Indian captain Mahendra Singh Dhoni and his team will have to put in extra effort to regain the winning form, according to former India captain Gundappa Viswanath. Terming the Eden Gardens as the best venue he has ever played in, Viswanath said “hopefully India will come out with flying colours.”

Viswanath said that as India and Pakistan were playing a short series, it was imperative for the home side to find good form in the match on Thursday. “I am confident that India will do well as they will be backed by a very supportive crowd,” he said.
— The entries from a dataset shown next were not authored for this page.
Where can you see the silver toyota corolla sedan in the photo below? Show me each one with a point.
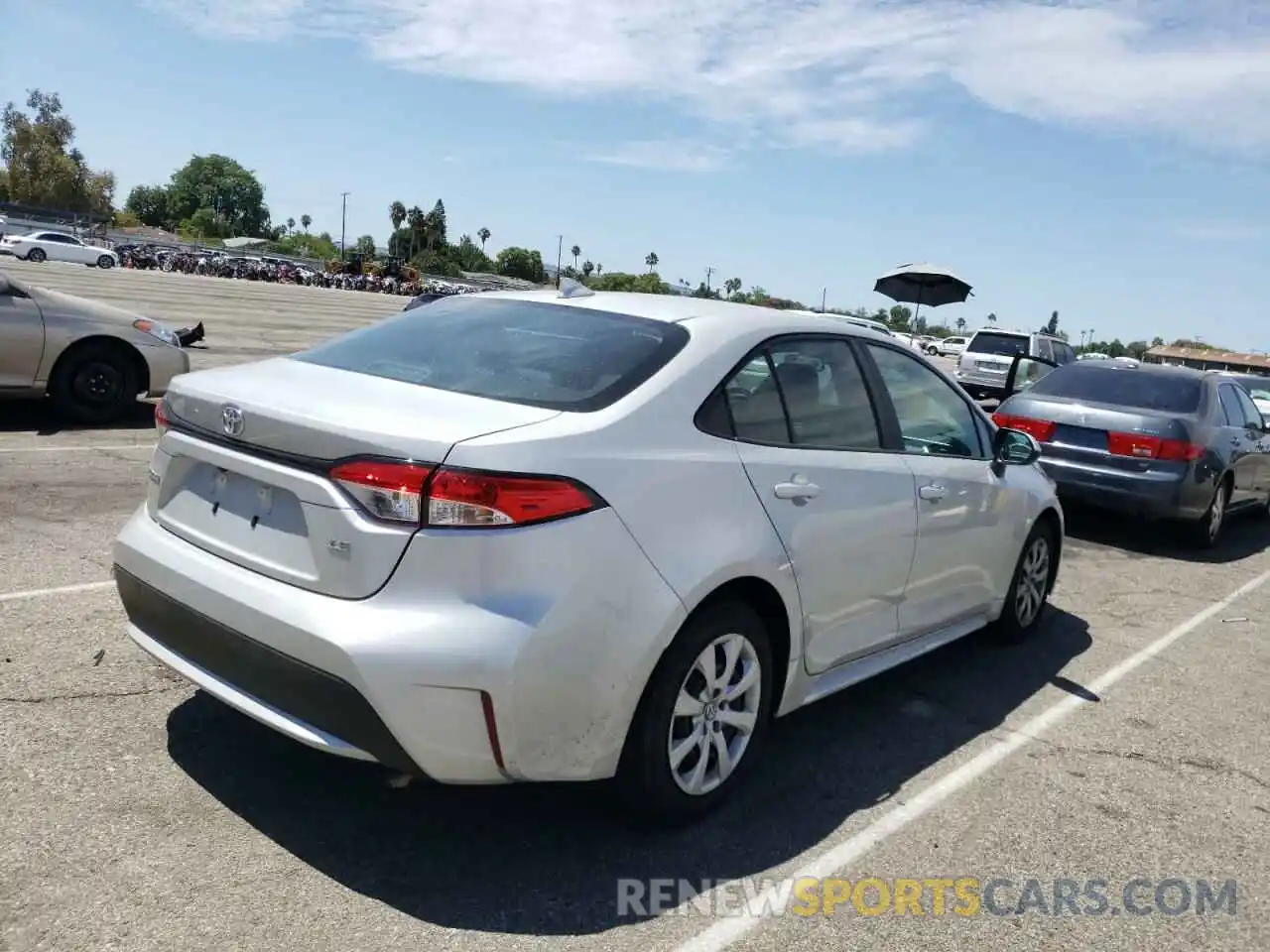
(538, 537)
(90, 358)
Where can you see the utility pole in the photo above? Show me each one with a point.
(343, 221)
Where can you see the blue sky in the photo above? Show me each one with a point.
(1106, 159)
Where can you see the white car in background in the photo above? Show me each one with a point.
(948, 347)
(58, 246)
(615, 539)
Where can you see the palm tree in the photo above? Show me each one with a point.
(414, 220)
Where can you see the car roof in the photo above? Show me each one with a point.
(707, 315)
(1157, 368)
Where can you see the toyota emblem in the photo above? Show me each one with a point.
(231, 420)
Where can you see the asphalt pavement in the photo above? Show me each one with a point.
(1123, 744)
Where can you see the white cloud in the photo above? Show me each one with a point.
(852, 73)
(666, 155)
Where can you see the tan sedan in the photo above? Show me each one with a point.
(91, 359)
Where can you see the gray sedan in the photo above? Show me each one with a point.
(1160, 442)
(91, 359)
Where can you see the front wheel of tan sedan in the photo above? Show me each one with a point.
(94, 382)
(703, 717)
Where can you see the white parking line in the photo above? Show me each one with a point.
(76, 448)
(59, 590)
(725, 932)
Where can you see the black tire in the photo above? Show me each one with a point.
(94, 384)
(1028, 587)
(1206, 532)
(645, 782)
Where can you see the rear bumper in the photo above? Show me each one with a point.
(408, 675)
(1157, 495)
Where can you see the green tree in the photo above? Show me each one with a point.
(521, 263)
(414, 221)
(149, 203)
(647, 284)
(435, 227)
(220, 184)
(44, 167)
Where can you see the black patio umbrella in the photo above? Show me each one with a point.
(922, 285)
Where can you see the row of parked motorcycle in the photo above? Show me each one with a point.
(277, 271)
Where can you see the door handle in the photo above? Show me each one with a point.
(797, 490)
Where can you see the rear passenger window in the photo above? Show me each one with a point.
(934, 417)
(803, 394)
(1230, 408)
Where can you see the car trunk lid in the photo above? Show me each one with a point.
(243, 472)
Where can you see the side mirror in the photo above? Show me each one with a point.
(1025, 371)
(1014, 448)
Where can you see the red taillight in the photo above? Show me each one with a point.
(1143, 447)
(388, 490)
(479, 499)
(1040, 429)
(420, 494)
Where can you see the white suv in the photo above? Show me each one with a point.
(985, 361)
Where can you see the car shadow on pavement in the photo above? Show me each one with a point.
(39, 416)
(1245, 535)
(545, 860)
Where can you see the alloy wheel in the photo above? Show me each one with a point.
(1033, 581)
(715, 715)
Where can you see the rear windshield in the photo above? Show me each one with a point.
(1003, 344)
(1123, 386)
(522, 352)
(1257, 386)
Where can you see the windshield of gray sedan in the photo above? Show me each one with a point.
(521, 352)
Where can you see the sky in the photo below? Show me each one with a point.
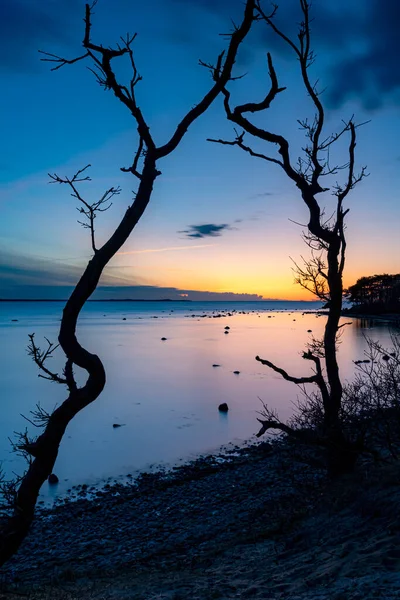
(220, 223)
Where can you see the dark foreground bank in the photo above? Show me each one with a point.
(263, 523)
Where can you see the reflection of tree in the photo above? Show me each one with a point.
(20, 496)
(377, 293)
(313, 174)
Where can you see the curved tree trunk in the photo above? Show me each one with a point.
(45, 450)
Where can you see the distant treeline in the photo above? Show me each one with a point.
(375, 294)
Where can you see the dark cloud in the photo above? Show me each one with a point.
(360, 38)
(28, 25)
(207, 230)
(261, 195)
(372, 75)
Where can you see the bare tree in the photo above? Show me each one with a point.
(323, 274)
(41, 453)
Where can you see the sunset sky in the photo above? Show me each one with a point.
(219, 221)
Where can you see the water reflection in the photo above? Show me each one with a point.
(167, 392)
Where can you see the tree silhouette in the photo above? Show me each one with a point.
(41, 453)
(323, 273)
(375, 294)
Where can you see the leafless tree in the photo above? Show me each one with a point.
(42, 451)
(323, 274)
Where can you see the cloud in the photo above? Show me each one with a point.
(28, 25)
(169, 249)
(372, 75)
(19, 272)
(207, 230)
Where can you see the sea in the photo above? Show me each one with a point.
(163, 393)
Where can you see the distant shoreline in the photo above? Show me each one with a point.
(152, 300)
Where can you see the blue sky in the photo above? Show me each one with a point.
(218, 220)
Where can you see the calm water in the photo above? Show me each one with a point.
(165, 393)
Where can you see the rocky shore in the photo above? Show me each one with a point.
(259, 522)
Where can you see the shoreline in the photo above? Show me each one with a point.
(263, 523)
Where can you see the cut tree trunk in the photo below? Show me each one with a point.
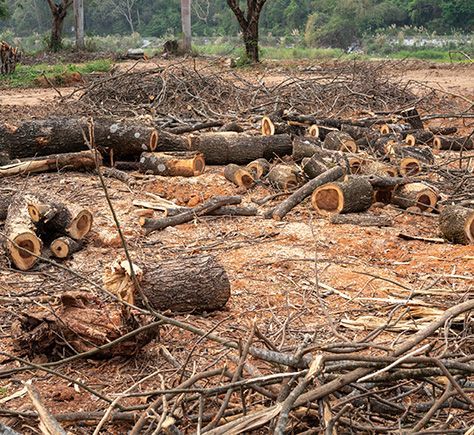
(283, 177)
(52, 218)
(184, 164)
(228, 147)
(339, 141)
(313, 166)
(43, 137)
(351, 196)
(415, 195)
(205, 208)
(64, 247)
(457, 224)
(83, 160)
(449, 143)
(239, 176)
(190, 284)
(281, 210)
(22, 244)
(258, 168)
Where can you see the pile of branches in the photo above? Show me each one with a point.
(179, 91)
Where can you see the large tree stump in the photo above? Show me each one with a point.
(237, 175)
(228, 147)
(83, 160)
(415, 195)
(339, 141)
(22, 245)
(176, 164)
(188, 284)
(351, 196)
(457, 224)
(43, 137)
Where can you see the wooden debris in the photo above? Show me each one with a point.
(183, 164)
(457, 224)
(351, 196)
(239, 176)
(190, 284)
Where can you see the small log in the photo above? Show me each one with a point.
(190, 284)
(64, 247)
(225, 148)
(283, 177)
(361, 220)
(339, 141)
(351, 196)
(60, 162)
(319, 131)
(52, 218)
(182, 164)
(239, 176)
(419, 137)
(305, 147)
(258, 168)
(206, 207)
(313, 166)
(415, 194)
(281, 210)
(449, 143)
(457, 224)
(22, 245)
(356, 132)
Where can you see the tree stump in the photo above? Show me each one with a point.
(351, 196)
(457, 224)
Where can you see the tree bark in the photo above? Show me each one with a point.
(351, 196)
(42, 137)
(457, 224)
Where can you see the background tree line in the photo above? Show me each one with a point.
(335, 23)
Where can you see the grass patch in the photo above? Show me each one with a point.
(26, 76)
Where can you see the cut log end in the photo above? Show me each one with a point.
(268, 127)
(24, 250)
(80, 225)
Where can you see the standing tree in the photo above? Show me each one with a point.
(59, 11)
(79, 23)
(186, 24)
(248, 23)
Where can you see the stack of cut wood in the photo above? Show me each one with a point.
(32, 222)
(9, 57)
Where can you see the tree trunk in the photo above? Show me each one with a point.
(79, 23)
Regarded as one of the finest batsmen of all time, Viswanath recalled his own experience of the venue and the passionate support he received from the city. “The support here is very inspiring. I have played in so many venues but Eden Gardens is very special to me,” said the former Indian skipper, who will be felicitated at a special function during the break between innings.

Part of a cycle

Saying that the current slump in form of the Indian side was part of a cycle, Viswanath said it remained to be seen how fast the national team came out of it. “Every team goes through the cycle of ups and downs. Some teams take more time to come out of it like the case of West Indies, while there are teams like Australia that are quick to recover. India is still in the downward cycle and we can wish it comes out of it soon,” Viswanath said.

When asked to comment on the future of Dhoni as India captain, Viswanath measured his comment well saying that, “I cannot comment whether he should be rested. I know that he has an overall good record barring a few setbacks in some recent series. The team’s performance does not depend on the captain alone. Everyone has to come together to do well,” Viswanath said.

Another former India skipper Kapil Dev was focused more on the development of infrastructure. “The Indian Board should also help private academies to improve their infrastructure as many of the future players will come from these places,” Kapil said while inaugurating a specialised bowling machine at Sambaran Cricket Academy.

He also appreciated the general interest about cricket in the city saying that a lot of parents still come with their children to the academies, which has stopped happening in northern India. Viswanath said this passionate support could also be a big help in seeing India turn around with a win against Pakistan.